When I was in the 8th grade, I saw Dead Poets’ Society for the first time, and I felt like I knew who I was supposed to be. I felt completely validated. I had been right all along about the power and importance of books and plays and poetry and following your dreams. I already had friends who wanted to become pharmacists or dentists, because they said that those jobs made a lot of money. I couldn’t comprehend that viewpoint at all. What was the point of living if you couldn’t follow your dream?
Carpe diem hangs over my head every second of every day. I did follow my dreams, I think. I let some ill-advised romantic side quests steer me off course for a while, but I found myself back to the place that I very literally wanted to arrive at as a 13-year-old. It was on an 8th grade field trip that I first stepped inside the building where I now work as a full-time employee. As an artist. I made it. I MADE IT.

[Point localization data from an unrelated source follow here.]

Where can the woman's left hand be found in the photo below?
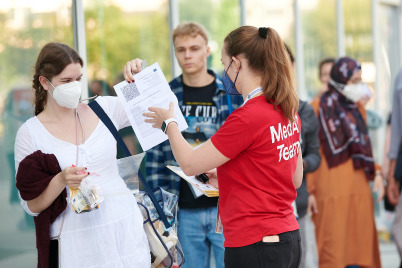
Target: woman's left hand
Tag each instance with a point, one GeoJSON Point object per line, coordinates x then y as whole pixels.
{"type": "Point", "coordinates": [378, 186]}
{"type": "Point", "coordinates": [158, 115]}
{"type": "Point", "coordinates": [132, 67]}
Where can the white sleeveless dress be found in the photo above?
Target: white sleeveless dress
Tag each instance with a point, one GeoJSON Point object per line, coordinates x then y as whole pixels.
{"type": "Point", "coordinates": [113, 235]}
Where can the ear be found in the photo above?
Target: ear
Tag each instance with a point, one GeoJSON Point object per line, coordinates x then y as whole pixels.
{"type": "Point", "coordinates": [237, 64]}
{"type": "Point", "coordinates": [208, 51]}
{"type": "Point", "coordinates": [43, 81]}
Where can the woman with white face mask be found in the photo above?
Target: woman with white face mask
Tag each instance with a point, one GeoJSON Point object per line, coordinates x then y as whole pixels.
{"type": "Point", "coordinates": [67, 144]}
{"type": "Point", "coordinates": [340, 195]}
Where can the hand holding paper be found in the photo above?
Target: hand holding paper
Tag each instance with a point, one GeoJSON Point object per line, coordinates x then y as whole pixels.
{"type": "Point", "coordinates": [156, 115]}
{"type": "Point", "coordinates": [150, 89]}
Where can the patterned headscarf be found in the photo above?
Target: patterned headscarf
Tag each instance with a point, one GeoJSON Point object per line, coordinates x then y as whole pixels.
{"type": "Point", "coordinates": [343, 132]}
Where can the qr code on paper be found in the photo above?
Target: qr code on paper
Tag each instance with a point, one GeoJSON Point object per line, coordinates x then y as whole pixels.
{"type": "Point", "coordinates": [130, 91]}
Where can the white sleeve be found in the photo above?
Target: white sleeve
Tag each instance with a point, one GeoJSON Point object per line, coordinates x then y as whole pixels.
{"type": "Point", "coordinates": [114, 109]}
{"type": "Point", "coordinates": [23, 147]}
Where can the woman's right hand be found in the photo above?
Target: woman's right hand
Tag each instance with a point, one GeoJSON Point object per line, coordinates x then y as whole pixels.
{"type": "Point", "coordinates": [312, 205]}
{"type": "Point", "coordinates": [72, 176]}
{"type": "Point", "coordinates": [213, 178]}
{"type": "Point", "coordinates": [132, 67]}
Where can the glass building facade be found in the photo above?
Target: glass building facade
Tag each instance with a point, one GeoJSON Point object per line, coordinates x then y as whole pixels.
{"type": "Point", "coordinates": [109, 33]}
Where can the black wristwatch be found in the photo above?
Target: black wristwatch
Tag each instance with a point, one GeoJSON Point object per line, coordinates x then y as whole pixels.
{"type": "Point", "coordinates": [165, 124]}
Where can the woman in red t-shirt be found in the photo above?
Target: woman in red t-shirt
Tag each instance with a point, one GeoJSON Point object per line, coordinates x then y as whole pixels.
{"type": "Point", "coordinates": [256, 152]}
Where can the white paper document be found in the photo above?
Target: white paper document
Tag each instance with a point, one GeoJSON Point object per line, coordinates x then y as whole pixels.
{"type": "Point", "coordinates": [150, 89]}
{"type": "Point", "coordinates": [206, 188]}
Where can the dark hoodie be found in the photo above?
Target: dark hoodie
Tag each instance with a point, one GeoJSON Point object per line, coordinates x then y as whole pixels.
{"type": "Point", "coordinates": [310, 151]}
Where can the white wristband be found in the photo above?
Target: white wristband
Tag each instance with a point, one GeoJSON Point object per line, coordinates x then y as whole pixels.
{"type": "Point", "coordinates": [166, 123]}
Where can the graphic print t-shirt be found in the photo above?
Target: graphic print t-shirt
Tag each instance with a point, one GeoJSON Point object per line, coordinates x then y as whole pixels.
{"type": "Point", "coordinates": [200, 112]}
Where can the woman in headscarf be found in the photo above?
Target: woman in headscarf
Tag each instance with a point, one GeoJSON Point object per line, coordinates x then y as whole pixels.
{"type": "Point", "coordinates": [340, 194]}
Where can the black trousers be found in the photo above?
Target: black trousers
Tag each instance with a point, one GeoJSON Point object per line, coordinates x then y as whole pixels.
{"type": "Point", "coordinates": [283, 254]}
{"type": "Point", "coordinates": [54, 254]}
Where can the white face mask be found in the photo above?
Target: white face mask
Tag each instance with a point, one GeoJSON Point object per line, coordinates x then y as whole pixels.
{"type": "Point", "coordinates": [353, 92]}
{"type": "Point", "coordinates": [67, 95]}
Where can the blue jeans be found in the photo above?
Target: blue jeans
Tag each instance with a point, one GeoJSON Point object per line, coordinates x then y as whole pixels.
{"type": "Point", "coordinates": [196, 228]}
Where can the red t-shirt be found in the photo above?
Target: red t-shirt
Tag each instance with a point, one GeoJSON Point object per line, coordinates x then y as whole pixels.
{"type": "Point", "coordinates": [256, 188]}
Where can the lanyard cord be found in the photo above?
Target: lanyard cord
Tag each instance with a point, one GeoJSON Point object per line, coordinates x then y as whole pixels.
{"type": "Point", "coordinates": [77, 119]}
{"type": "Point", "coordinates": [252, 94]}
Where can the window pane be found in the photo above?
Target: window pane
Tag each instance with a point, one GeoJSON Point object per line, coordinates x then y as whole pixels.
{"type": "Point", "coordinates": [219, 17]}
{"type": "Point", "coordinates": [319, 36]}
{"type": "Point", "coordinates": [389, 64]}
{"type": "Point", "coordinates": [25, 26]}
{"type": "Point", "coordinates": [275, 14]}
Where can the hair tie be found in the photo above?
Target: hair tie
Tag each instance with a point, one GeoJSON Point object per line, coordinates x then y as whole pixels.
{"type": "Point", "coordinates": [263, 32]}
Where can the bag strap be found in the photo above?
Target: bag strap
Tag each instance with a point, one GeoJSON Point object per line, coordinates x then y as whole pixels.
{"type": "Point", "coordinates": [230, 106]}
{"type": "Point", "coordinates": [109, 124]}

When do I start feeling like I’ve made it?
I’m an actor. I’ve played famous roles at a professional theatre in a large city. That’s super cool. 13-year-old me would have thought that was super cool. But I’ve only worked at just the one theatre, I tell myself. No one else wants me. I’ve never tried to submit to an agency, because I know that they would tell me “no,” and I don’t want to hear it. 28-year-old me says that I’m not doing enough. I’m not hustling enough. I’m not trying hard enough.
I’m a writer. I have an essay that was published in a book. I’ve performed in really wonderful live lit shows in my city. I have this blog that sometimes gets read by people who I don’t even know in real life! That’s also super cool. 13-year-old me who wrote poems about grass and boys from summer camp would have thought that was super cool. But I only have 27 blog followers, I tell myself. That’s not very many. I didn’t win at the last show, so my piece was bad. I haven’t gone to see a show in a while, because I’m lazy. Because I’m a coward.
When I was in 8th grade, all I wanted to do was act and write. And I am. I do. So, why do I still feel so bad?
I go to therapy, and I take my meds, and I do a lot of yoga, and I write this blog all in an effort to free myself from this thought cycle. To be healthy. But what is healthy-me decides that our dreams aren’t worth the negative self-talk anymore? What if a healthier me decides that this career path is ultimately too destructive? What if I’m too weak to do what it takes? What if I’m too scared, and what if a healthier version of me decides that I shouldn’t have to be scared all the time? Is “getting better” giving up?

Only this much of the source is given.